We have begun to experiment in church life this year. For a start we cancelled all prayer meetings! Why?, because I do not want a church with a prayer meeting but rather I want us to be a praying church. Prayer meetings in most churches have the reputation as being for the ‘keen ones’. This should not be.
I had a hunch that for most people even being in the atmosphere of a prayer meeting was foreign to them and the thought of praying out loud in such a setting, quite scary!
So we moved the prayer meeting to the people. For a number of months now we schedule into a Sunday morning main meeting a 5-10 minutes prayer slot called ‘Touching heaven / changing Earth’. As encouraged to do in 1 Timothy 2:1-4 we pick items of local, national or international news or concern and pray about one such item each week, all together.
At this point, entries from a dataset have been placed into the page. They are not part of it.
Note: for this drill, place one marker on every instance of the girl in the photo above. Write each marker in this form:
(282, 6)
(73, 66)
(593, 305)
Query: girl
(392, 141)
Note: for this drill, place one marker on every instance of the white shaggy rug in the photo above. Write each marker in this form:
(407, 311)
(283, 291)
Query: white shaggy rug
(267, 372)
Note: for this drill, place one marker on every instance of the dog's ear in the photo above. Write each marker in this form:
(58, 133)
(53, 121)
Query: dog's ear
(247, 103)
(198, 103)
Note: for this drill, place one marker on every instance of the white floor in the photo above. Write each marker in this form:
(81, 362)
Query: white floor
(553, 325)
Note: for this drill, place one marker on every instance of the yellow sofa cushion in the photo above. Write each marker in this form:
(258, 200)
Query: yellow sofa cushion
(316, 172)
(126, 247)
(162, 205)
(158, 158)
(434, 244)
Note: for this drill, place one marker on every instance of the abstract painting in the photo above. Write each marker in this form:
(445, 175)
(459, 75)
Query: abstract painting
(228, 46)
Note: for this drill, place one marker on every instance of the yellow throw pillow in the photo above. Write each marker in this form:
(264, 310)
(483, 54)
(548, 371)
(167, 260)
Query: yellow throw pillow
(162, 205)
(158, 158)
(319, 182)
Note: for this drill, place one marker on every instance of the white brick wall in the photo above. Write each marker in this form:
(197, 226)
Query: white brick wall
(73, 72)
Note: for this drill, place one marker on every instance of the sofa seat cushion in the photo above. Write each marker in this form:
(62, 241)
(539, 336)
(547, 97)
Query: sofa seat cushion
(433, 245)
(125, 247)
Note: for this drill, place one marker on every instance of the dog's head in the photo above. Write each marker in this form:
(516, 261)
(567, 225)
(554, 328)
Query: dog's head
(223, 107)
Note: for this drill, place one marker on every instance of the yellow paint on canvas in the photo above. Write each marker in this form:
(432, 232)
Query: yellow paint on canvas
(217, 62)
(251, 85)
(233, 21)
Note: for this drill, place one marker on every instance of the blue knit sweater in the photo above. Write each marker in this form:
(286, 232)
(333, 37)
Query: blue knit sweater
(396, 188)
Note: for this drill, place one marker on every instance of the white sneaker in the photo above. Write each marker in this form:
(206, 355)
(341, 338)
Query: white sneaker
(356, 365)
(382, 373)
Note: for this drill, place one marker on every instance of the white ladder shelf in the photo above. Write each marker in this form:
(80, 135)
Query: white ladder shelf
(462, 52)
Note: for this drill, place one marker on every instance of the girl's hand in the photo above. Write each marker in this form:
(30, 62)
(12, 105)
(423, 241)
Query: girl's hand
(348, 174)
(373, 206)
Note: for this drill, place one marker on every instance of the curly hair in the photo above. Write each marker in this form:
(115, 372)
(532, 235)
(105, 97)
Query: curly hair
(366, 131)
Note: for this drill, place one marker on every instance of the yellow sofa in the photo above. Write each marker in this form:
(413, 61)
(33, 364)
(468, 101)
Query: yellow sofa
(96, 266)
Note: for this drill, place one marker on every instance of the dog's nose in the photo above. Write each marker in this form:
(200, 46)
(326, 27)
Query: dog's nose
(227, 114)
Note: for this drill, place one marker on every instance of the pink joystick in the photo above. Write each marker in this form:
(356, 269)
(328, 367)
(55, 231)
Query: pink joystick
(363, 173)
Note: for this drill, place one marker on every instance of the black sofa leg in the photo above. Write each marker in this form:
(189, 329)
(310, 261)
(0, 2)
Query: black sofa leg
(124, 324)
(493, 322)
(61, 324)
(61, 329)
We use various structures for prayer for example asking different folk before the meeting to lead us from the front.
Having done it for some time now, I am convinced the atmosphere and connection with prayer through the whole church is growing and becoming more familiar and comfortable. Additionally we have seen numbers of prayers answered.
We also now run weeks of prayer quarterly which are a mixture of hourly prayer slots people sign up for and corporate evenings of prayer. These have been growing in numbers and participation.
Our latest addition into the adventure of prayer discovery corporately started this Friday past. From 6-45 to 8-00am we pray together, and then from 8-9am we have breakfast. I decided that this setting gave us as elders a chance to share our hearts for what we see God doing and hear him saying at present and pray into it. 25 came to the first one and we had an excellent time.
What does all this mean? Well, we have not arrived to the level of prayer mountain in South Korea just yet but to lead God’s people into greater confidence and participation in prayer can surely be one of a local church leaders highest callings and objectives. Prayer is like a businessman finding a line that always sells; he then invests all his cash and energy into promoting this one great line of business. I want to keep up the investment!!

Sunday 5 April 2009

Impressive people

I have of late had the great privilege of being in the company of truly impressive people. I had the joy of being again at the recent international forum of New Frontiers where men who oversee emerging apostolic spheres across the world. Some of these men are truly affecting nations now with the gospel through planting and growing significant local churches and impressive acts of mercy into the wider society around. At the UK team leaders meeting many of those present are seeing significant breakthrough for God. Often the people seeing the greatest impact are doing so at enormous hidden personal cost; against a backdrop of poverty, personal danger, demanding and exhausting personal circumstances. I am reminded of Hebrews comments on some of the heroes of the faith. The world was not worthy of them.
I have reflected also that it is often not only the profiled that are impressive. It is the faithful and the full of faith. The people who cling onto God and what he has said against insurmountable obstacles. These people can slip in and out almost unnoticed from local church week by week. God sees, God notices and God is aware of the cost many people pay in serving him.
I am blessed to be surrounded by impressive people of God locally and wider afield. It is a truly inspiring thing to be around great people. If I can become half of what I see in these giants I will be a happy man!